Marosa Di Giorgio – Misa final con ronroneo

13 de octubre de 2007





A las cinco de la madrugada, las moscas ya estaban libando. Y el panal se iba colmando; sacaban de una amapola.

Había salido un sol chiquito y brillante como un anillo, o como una cabeza de gitana con aros y ajorcas.

Las moscas evitaban la cara del sol. Era de ver esos vuelos.

Pasó un trabajador de los que se levantan demasiado temprano; iba en el carretín. Las amapolas empezaron a brillas, recompuesto su morado por ese prematuro sol.

El que pasaba vio tendida entre las amapolas a una niña larga y desnuda. Y clamó: ¡Oh! ¡Ah! Es una niña de amor. Está desnuda. Y miró por si estuviese también despedazada o partida. ¡Hacía mucho –dijo- que no veía una!
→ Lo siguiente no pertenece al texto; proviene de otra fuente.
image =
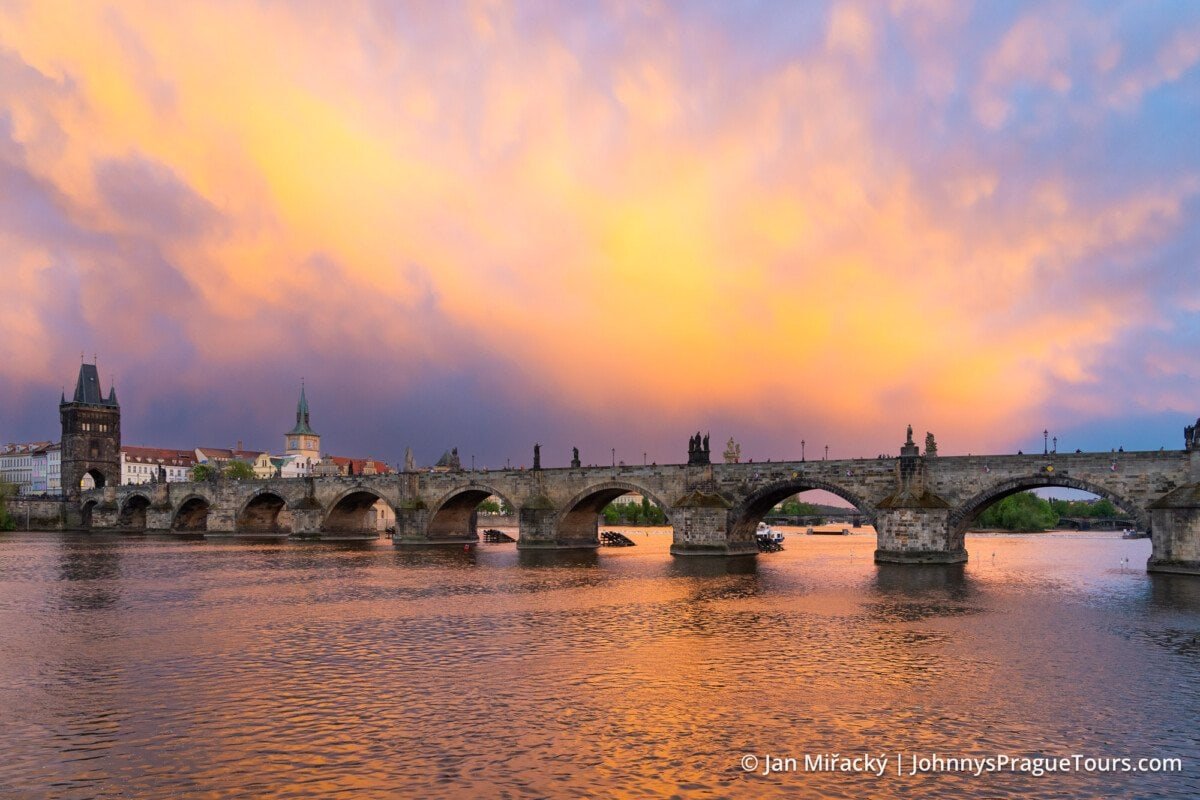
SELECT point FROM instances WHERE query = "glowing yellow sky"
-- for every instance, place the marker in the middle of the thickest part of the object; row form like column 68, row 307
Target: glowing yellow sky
column 897, row 202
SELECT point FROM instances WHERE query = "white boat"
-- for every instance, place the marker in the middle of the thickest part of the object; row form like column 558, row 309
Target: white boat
column 769, row 534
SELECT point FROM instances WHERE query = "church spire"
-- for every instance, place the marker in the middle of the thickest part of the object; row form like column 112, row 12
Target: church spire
column 303, row 425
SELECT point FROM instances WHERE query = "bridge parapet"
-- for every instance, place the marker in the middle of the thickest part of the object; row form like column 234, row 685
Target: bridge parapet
column 921, row 505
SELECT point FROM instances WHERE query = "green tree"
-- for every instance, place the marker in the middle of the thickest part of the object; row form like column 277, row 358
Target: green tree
column 202, row 473
column 239, row 470
column 1023, row 511
column 6, row 491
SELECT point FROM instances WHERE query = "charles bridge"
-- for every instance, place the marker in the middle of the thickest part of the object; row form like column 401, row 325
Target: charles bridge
column 921, row 505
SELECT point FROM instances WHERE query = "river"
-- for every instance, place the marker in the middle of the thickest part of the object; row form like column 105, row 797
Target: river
column 149, row 667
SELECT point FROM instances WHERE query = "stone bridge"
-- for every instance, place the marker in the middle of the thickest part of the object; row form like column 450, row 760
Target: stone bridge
column 921, row 505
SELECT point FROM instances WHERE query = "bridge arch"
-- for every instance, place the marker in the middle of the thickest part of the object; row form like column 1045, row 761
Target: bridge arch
column 265, row 511
column 132, row 515
column 191, row 515
column 351, row 511
column 579, row 518
column 85, row 512
column 744, row 517
column 453, row 516
column 966, row 512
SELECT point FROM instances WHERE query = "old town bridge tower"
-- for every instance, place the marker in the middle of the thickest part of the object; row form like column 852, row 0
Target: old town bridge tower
column 91, row 434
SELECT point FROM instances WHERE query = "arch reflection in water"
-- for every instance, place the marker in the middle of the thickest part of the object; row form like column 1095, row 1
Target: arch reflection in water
column 579, row 558
column 713, row 566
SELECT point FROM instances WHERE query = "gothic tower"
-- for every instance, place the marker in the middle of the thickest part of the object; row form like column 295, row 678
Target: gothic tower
column 303, row 440
column 91, row 434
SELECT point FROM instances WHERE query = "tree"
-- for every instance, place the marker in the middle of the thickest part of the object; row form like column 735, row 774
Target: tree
column 202, row 473
column 239, row 470
column 1023, row 511
column 6, row 491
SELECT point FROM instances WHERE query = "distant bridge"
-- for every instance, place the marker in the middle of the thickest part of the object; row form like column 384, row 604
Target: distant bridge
column 921, row 505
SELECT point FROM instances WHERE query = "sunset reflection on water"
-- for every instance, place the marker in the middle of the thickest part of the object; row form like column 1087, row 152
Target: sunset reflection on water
column 150, row 667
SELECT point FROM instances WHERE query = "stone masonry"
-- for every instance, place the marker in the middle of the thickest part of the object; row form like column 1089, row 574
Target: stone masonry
column 921, row 505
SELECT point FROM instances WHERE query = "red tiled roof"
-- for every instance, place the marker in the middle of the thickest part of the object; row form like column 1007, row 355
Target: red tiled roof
column 381, row 468
column 226, row 452
column 156, row 455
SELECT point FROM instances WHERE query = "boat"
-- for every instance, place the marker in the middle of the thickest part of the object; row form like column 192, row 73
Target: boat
column 767, row 535
column 844, row 531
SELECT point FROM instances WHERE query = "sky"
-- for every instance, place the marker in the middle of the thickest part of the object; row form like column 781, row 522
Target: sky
column 605, row 224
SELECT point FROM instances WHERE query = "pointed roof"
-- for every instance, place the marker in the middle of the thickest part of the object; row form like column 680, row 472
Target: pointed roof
column 301, row 426
column 88, row 389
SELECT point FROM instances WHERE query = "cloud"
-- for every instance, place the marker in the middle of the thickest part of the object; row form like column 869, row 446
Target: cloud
column 613, row 223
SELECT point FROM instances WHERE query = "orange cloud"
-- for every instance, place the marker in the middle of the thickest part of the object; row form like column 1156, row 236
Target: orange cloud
column 623, row 223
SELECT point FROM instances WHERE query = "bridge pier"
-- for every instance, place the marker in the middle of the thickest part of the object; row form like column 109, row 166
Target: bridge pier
column 412, row 521
column 701, row 527
column 306, row 522
column 159, row 517
column 105, row 515
column 917, row 535
column 222, row 522
column 538, row 523
column 1175, row 531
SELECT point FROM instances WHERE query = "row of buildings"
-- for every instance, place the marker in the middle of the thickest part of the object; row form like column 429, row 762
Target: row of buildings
column 36, row 468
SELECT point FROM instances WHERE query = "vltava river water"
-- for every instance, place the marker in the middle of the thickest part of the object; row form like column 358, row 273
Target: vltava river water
column 154, row 667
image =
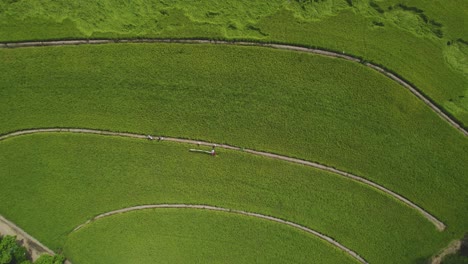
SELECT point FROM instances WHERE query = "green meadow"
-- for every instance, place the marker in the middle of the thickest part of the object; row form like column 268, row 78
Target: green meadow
column 326, row 110
column 331, row 111
column 75, row 177
column 178, row 235
column 425, row 42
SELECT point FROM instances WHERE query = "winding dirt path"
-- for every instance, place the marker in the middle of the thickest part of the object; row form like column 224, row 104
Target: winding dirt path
column 439, row 225
column 390, row 75
column 34, row 247
column 214, row 208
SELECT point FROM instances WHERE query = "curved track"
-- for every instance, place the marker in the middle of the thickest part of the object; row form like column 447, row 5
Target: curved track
column 439, row 225
column 390, row 75
column 214, row 208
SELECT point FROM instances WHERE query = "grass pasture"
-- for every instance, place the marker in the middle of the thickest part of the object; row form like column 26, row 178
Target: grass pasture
column 321, row 109
column 327, row 110
column 79, row 176
column 176, row 235
column 412, row 38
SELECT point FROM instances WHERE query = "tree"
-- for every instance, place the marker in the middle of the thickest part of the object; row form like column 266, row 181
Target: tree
column 12, row 252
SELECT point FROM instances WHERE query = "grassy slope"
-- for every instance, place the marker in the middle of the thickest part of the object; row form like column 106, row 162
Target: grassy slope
column 74, row 177
column 320, row 109
column 404, row 43
column 175, row 236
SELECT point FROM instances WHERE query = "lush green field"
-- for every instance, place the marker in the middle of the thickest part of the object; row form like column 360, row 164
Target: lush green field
column 424, row 41
column 178, row 235
column 51, row 183
column 321, row 109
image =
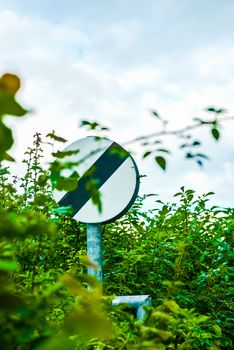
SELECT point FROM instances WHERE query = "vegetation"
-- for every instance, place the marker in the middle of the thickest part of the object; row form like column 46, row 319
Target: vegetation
column 180, row 254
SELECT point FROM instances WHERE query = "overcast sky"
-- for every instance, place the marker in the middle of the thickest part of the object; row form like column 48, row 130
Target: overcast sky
column 114, row 61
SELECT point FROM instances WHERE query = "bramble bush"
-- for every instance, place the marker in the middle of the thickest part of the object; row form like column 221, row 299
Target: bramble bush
column 179, row 253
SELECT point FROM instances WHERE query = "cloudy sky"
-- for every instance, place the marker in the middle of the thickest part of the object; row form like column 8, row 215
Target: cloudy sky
column 114, row 61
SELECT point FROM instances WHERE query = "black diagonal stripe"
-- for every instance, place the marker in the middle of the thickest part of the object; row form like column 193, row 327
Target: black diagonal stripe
column 100, row 172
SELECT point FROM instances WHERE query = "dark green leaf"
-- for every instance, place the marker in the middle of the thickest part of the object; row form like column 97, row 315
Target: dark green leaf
column 215, row 133
column 146, row 154
column 161, row 162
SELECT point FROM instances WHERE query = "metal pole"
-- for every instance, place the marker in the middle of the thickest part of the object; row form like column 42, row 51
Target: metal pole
column 94, row 249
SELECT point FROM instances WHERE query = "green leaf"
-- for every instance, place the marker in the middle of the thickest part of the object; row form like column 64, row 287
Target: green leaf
column 196, row 143
column 215, row 133
column 64, row 154
column 161, row 162
column 189, row 155
column 163, row 150
column 63, row 210
column 6, row 140
column 52, row 135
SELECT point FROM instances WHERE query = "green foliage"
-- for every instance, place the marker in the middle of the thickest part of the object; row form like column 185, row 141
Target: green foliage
column 179, row 253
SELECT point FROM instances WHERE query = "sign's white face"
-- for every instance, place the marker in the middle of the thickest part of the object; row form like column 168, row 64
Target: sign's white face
column 117, row 178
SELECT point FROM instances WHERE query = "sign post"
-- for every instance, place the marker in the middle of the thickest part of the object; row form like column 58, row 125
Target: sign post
column 94, row 250
column 106, row 166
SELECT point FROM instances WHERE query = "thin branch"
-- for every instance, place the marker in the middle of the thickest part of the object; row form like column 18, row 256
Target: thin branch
column 175, row 132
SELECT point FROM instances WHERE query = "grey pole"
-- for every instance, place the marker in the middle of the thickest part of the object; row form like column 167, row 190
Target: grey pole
column 94, row 249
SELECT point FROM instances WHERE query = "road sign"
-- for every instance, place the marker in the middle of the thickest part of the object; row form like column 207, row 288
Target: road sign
column 115, row 174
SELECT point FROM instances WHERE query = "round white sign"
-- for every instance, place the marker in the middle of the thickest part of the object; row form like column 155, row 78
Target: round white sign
column 114, row 173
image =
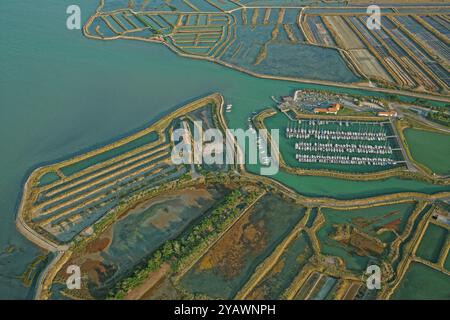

Hablaba así y nunca había visto ninguna.

Las moscas, ansiosas, al verla (con todas las desembocaduras semiabiertas), se abalanzaron; querían su esencia última.

Ella aceptó un poco, hasta murmuró como en la noche anterior, se contrajo y se dilató.

Pero, de súbito, se puso en pie; huyeron las extractoras.

Y la niña de amor tuvo miedo del sol, que, aunque minúsculo, sacaba destellos de la cadenita de ella, el collar de piedras radiante con que había hipnotizado en la noche al amador aquél y a más de uno.

El aire le llevaba el cabello; éste parecía ancho como una sábana o breve como un ramillete. Empezó a andar. El labriego la llamó, le decía “¡Niña de amor!”, pero le hizo una seña dura, fingía con las manos, un coito encarnizado, difícil y terrible. Pero, al mirarla bien, huyó como si hubiese visto algo que jamás hay que ver.

Ella avanzaba despacio, una rara marcha nunca vista. ¿Qué había pasado? ¿Qué le habían hecho? ¿Con quién o con quiénes había sido? No recordaba nada, o nada habría pasado.

Algo la perseguía, sin embargo; se volvió y tocó a duras penas lo que le había crecido. Una cola, ocelote o mutón, pro blanca como el armiño, con unas vetas rojas por la sangre de aquellas acciones. Entonces, de veras, habían sido.

Aterrada cruzó los cerezos, y los vio como a viejos amigos o enemigos que no la conocían más. Levantaban unos ramos hacia arriba, tal si dijesen: -No te pertenecen más.

Llegó así volando debajo del pelo a la casa natal; a esa altura ya tenía afelpada toda la tez. Y afelpado el cuerpo todo. Como pudo borró la sangre de la cola nevada.

Entró; vio a los padres dormidos, se arrolló al pie de la cama.

Por los ventanos irrumpió el sol. De golpe, la adre abrió los ojos, miró. Llamó al marido: -Eh, José. Mira qué llegó. Es una gata, nevada, con cadenita.

(Aquí, quedó un rato en suspenso como si alguna vez ya hubiese visto esa cadenita).

Pero prosiguió: -La adoptaremos, ya que vino.

-Hum.

-Sí. Oye. Oye, su ronroneo.

Y también vio unos ojos que la miraban tristes, fijos.